When I was in college, some of the other students liked making short films. Although it was strictly a liberal arts school, a few of them had an interest in going into media and movies; it was good practice for them, and a lot of fun. The films generally made it into the entertainment that opened our four or five annual dances. They were almost always nerdy, full of inside jokes, frequently parodic of more serious fare (The Godfather, samurai cinema, murder mysteries, etc.).
One of the ones that has stuck with me was a film--I forget the title--with the oft-repeated tagline "bad stuff happens." I could not tell you the plot, although a burglary was involved, along with serious bodily harm to (I think) the burglar.
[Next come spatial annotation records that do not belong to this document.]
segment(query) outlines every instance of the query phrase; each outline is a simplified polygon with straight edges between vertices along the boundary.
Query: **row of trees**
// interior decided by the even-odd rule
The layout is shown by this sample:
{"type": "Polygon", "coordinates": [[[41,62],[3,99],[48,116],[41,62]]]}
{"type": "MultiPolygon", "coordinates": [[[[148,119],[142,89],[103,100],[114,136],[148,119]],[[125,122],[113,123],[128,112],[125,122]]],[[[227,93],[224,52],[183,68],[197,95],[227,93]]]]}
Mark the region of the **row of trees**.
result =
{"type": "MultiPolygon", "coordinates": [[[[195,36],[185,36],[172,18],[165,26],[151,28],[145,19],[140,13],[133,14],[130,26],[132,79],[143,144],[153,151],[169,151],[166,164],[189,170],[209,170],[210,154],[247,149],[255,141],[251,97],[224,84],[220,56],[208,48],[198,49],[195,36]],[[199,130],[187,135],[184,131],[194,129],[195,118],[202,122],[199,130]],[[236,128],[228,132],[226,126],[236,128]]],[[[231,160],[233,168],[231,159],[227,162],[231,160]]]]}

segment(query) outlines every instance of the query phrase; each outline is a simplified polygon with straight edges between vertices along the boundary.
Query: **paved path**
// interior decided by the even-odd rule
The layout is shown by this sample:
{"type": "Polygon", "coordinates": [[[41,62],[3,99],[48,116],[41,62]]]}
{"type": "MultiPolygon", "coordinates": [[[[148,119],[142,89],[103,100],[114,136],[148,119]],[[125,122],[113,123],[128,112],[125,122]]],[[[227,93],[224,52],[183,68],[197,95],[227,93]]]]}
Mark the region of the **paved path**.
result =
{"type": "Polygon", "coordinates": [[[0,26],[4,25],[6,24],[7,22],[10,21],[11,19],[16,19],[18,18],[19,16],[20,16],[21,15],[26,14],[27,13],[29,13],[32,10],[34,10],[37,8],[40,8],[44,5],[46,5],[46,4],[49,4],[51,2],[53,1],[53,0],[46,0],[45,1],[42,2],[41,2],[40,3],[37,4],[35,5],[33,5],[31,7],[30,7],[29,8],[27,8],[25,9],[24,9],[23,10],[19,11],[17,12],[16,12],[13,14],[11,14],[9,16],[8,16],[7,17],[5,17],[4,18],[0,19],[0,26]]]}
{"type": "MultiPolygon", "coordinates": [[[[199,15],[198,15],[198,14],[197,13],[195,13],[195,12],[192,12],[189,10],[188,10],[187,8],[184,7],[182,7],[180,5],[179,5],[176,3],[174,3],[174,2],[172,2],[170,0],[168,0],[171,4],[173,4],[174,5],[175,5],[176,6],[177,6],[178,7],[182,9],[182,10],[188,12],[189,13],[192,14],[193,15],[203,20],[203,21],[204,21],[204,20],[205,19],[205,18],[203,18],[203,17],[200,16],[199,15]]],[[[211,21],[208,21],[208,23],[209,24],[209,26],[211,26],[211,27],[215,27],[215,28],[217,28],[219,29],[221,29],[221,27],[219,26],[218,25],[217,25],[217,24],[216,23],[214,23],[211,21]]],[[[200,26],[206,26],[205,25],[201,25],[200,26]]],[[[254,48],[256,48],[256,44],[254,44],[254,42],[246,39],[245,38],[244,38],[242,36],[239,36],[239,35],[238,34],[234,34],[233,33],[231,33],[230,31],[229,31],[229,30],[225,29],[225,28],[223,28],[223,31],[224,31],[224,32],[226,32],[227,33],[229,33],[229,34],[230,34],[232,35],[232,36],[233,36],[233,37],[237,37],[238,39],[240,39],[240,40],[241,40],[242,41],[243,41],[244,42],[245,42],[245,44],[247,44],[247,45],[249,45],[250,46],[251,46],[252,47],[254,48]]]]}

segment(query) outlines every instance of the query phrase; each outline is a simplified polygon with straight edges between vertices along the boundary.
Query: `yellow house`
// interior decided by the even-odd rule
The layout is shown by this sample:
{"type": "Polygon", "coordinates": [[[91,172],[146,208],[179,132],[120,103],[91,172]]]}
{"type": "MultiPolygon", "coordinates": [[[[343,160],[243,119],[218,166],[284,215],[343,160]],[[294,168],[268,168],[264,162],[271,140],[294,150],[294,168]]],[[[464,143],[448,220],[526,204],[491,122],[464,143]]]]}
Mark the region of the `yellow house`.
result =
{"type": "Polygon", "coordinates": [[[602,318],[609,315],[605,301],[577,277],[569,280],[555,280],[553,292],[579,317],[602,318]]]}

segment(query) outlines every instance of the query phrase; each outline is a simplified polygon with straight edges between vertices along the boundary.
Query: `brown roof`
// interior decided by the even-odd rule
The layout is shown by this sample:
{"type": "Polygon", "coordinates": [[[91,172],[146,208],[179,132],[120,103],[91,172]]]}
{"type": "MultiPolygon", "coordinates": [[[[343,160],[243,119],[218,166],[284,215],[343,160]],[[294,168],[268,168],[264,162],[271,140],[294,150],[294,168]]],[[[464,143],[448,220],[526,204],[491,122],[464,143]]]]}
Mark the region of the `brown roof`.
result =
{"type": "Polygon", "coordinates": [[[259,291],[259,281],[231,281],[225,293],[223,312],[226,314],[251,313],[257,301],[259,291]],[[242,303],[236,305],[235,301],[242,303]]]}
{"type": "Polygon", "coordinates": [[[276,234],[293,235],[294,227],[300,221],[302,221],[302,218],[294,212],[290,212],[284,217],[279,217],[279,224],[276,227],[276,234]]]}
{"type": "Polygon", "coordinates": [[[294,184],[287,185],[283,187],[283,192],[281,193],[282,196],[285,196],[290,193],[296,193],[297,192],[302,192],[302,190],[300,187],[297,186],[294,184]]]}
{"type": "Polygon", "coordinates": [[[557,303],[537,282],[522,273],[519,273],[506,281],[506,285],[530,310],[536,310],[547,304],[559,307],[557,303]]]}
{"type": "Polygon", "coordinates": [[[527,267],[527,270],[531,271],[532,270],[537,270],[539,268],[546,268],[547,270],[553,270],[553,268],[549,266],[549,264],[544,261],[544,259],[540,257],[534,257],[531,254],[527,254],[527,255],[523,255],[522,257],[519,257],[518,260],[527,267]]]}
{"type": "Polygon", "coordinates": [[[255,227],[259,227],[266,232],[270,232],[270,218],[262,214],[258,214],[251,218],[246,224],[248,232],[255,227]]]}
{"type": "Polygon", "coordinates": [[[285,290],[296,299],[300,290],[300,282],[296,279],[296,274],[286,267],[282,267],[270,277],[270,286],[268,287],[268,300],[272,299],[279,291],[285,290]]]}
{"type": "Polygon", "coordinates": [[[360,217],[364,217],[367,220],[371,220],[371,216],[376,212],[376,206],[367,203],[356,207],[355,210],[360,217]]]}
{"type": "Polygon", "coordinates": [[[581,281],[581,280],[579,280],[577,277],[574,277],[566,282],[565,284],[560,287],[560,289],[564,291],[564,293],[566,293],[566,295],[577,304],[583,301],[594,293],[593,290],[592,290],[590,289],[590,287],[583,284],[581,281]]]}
At which the narrator solemnly intoned, as if we were in a Victorian morality play, "Bad stuff happens." I believe his last iteration of the words was followed by the sententious statement, "It's for the children."
In the never-ending news cycle of 2020, with civil wars and dying supreme court justices and pandemics and fires and, well, bad stuff happening, I can't help but think of that movie and laugh.
Bad stuff happens all the time. It always has. History is not merely one darn thing after another, it's mostly one bad darn thing after another. (Come to think of it, maybe that's what the "darn" was there for in the first place.) And so we make funny films about people who take it too seriously. I don't think this is apathy. I think it's realism. There's absolutely nothing I can do about the Bad Stuff that Happens. It is not unique. And that suggests that it's not as important as the never-ending news cycle tends to make us think.